I have asked for records, billing tapes, or whatever they would be called, from the Frame-Relay switch that show frame counts for the circuit in question and also whether LMI (Local Management Interface) data were being returned back from the router supposedly connected at our end of the virtual circuit [that had been disconnected and removed years ago]. I called the AT&T customer support center and asked for the information, but was told that it was not available. This seems odd, since this was a, "Managed Network Data Services," Frame-Relay facility, thus this information would have been required for AT&T to prove it was meeting its service level agreement for the facility.
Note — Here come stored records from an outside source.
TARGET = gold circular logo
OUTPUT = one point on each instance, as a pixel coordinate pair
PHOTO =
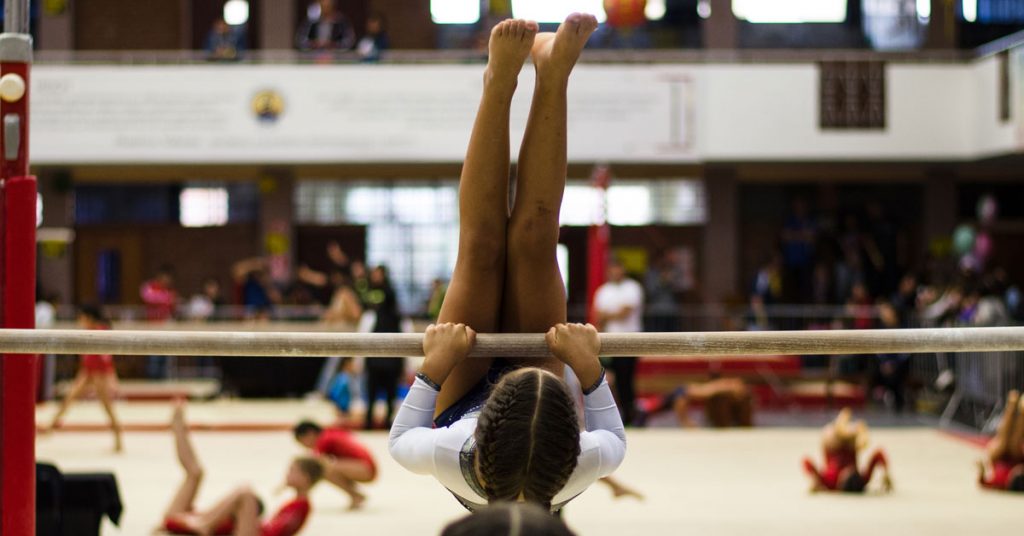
(267, 105)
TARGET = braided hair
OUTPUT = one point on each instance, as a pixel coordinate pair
(527, 438)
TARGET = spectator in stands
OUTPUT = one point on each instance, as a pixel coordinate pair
(255, 290)
(204, 305)
(626, 26)
(890, 372)
(161, 301)
(799, 234)
(619, 303)
(662, 306)
(375, 41)
(383, 374)
(326, 29)
(224, 42)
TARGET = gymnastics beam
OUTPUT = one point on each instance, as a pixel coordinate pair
(298, 344)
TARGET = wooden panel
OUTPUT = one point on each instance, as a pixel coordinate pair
(138, 25)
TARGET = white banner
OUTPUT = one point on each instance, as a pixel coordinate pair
(330, 114)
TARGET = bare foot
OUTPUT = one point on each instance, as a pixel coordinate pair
(357, 500)
(555, 54)
(510, 44)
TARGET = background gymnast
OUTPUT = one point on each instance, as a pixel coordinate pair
(346, 461)
(95, 371)
(239, 512)
(507, 428)
(1006, 450)
(842, 440)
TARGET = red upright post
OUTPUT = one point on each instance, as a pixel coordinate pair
(17, 278)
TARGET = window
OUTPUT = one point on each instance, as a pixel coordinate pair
(556, 10)
(237, 12)
(635, 203)
(203, 207)
(455, 11)
(790, 10)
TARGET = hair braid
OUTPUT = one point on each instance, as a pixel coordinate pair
(527, 438)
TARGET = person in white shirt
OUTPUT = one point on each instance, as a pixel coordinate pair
(619, 303)
(507, 429)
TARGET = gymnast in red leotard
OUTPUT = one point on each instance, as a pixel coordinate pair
(240, 512)
(96, 372)
(1006, 450)
(842, 441)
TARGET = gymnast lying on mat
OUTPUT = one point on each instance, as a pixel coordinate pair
(727, 403)
(842, 441)
(493, 429)
(346, 462)
(1006, 450)
(239, 512)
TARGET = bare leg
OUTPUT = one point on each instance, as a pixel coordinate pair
(474, 296)
(1015, 442)
(185, 496)
(81, 381)
(242, 505)
(105, 394)
(345, 475)
(998, 445)
(879, 460)
(535, 295)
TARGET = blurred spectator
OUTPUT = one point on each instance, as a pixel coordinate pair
(224, 42)
(375, 41)
(627, 25)
(254, 287)
(326, 28)
(161, 300)
(890, 374)
(159, 295)
(799, 234)
(619, 303)
(203, 306)
(663, 306)
(344, 306)
(768, 282)
(383, 374)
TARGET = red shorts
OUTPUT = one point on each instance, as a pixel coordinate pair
(97, 364)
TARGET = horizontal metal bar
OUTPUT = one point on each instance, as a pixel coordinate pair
(297, 344)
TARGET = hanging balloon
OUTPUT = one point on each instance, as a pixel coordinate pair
(969, 262)
(982, 246)
(963, 239)
(987, 209)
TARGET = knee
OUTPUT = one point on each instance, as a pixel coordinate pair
(481, 250)
(535, 235)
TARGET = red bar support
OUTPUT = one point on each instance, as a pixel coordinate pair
(18, 373)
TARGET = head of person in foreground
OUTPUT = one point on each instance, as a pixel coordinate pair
(509, 519)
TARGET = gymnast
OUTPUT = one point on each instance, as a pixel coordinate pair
(239, 512)
(506, 429)
(1006, 450)
(346, 462)
(727, 403)
(842, 441)
(96, 372)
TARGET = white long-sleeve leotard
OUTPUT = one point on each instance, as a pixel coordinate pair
(422, 449)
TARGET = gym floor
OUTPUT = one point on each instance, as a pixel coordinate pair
(695, 482)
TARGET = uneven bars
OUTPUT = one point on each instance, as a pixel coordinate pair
(298, 344)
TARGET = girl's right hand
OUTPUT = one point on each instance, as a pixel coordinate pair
(445, 345)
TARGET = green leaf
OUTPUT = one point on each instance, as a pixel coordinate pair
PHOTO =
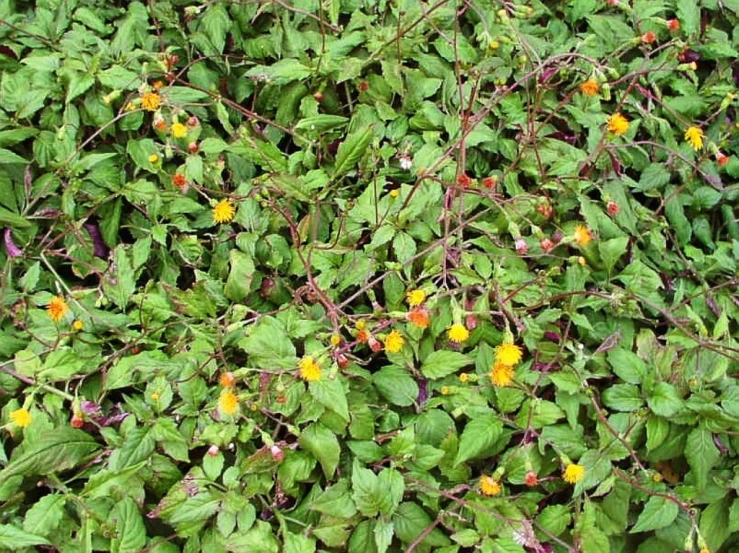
(45, 515)
(330, 394)
(658, 512)
(323, 445)
(443, 363)
(54, 450)
(14, 538)
(478, 435)
(130, 535)
(351, 150)
(396, 385)
(702, 454)
(664, 400)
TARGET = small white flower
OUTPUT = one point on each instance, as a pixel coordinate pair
(405, 162)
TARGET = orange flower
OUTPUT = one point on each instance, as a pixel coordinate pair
(57, 308)
(419, 317)
(589, 87)
(150, 101)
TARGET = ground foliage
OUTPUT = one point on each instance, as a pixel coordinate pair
(213, 214)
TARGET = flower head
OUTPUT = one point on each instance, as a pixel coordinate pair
(21, 417)
(179, 180)
(57, 308)
(694, 135)
(458, 333)
(508, 354)
(418, 316)
(583, 236)
(501, 375)
(394, 342)
(618, 124)
(228, 403)
(573, 473)
(178, 130)
(489, 486)
(308, 369)
(227, 380)
(224, 211)
(150, 101)
(415, 297)
(590, 87)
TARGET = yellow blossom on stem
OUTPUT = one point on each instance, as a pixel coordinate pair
(589, 88)
(150, 101)
(501, 375)
(57, 308)
(583, 236)
(224, 211)
(415, 297)
(228, 403)
(694, 135)
(178, 130)
(21, 417)
(573, 473)
(458, 333)
(489, 486)
(308, 369)
(618, 124)
(508, 354)
(394, 342)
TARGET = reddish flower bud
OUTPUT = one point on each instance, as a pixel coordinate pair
(648, 37)
(463, 180)
(490, 182)
(277, 454)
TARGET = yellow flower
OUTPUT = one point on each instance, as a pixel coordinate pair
(150, 101)
(589, 88)
(458, 333)
(57, 308)
(21, 417)
(618, 124)
(695, 136)
(224, 211)
(583, 236)
(573, 473)
(308, 369)
(489, 486)
(178, 130)
(228, 403)
(394, 342)
(415, 297)
(501, 375)
(508, 354)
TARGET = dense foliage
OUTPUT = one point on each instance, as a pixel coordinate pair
(369, 276)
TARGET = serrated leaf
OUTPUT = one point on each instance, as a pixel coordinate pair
(442, 363)
(658, 512)
(352, 149)
(478, 435)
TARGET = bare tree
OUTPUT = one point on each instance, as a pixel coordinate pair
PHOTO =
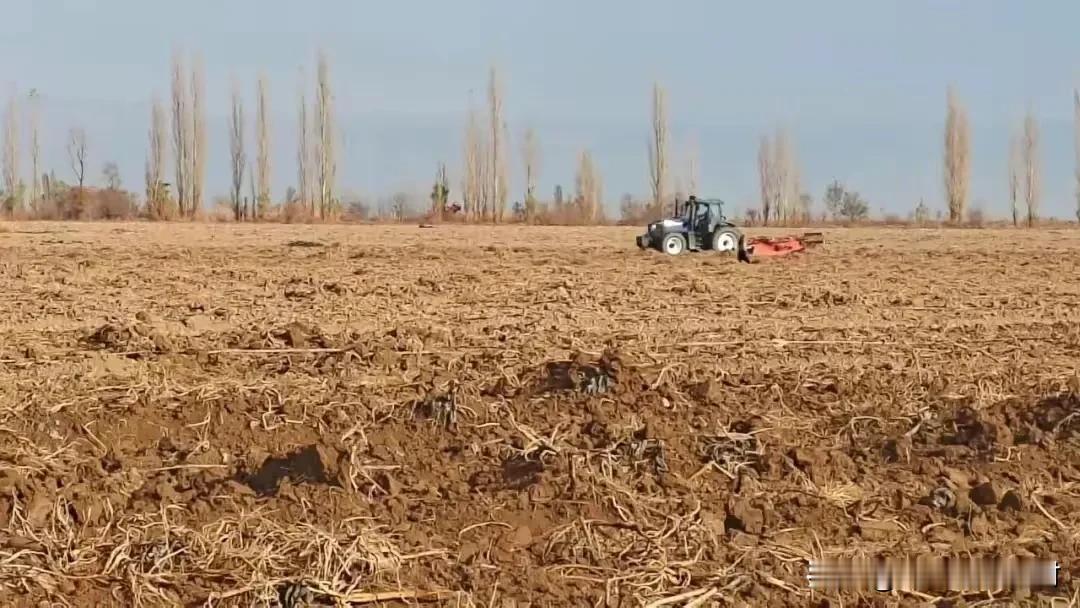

I am a technical person, not a book keeper, but as far as I know, we have had no success in getting AT&T to stop sending bills for the non existent service. What I am looking for is the magic phrase to say, office inside AT&T for their billing dispute people to contact, or whatever can explain the situation to them in terms they can understand.
I am flabbergasted how clueless, unhelpful and unfriendly AT&T treats its customers. The absorption of AT&T into SBC has only aggravated the situation, as what's left of AT&T is able to hide behind SBC. The re-merger of AT&T and SBC proves the validity of Judge Green's 1984 MFJ breaking them up in the first place. It is like some sort of evil hydra re-assembling itself.
As a separate company, AT&T as an inter exchange carrier was vulnerable if it provided lousy service -- MCI or whomever could swoop in and get business. SBC is lobbying hard to get rid of equal access rules, and force out other local exchange carriers so they'll be the only game in town if you want a local loop -- and who doesn't (unless you have a satellite downlink). So it looks like we're headed back to the bad old days all over again. The only other infrastructure alternative where we are located is Adelphia cable, and they aren't able to provision business grade datacom service over the cable plant in this area.
Where it stands right now is that we've explained the situation to the Ohio PUC, and they're investigating. With no current contract or evidence that AT&T was delivering any tangible service, hopefully the situation is obvious to the people investigating at the PUC and they hold a big enough stick to get a resolution.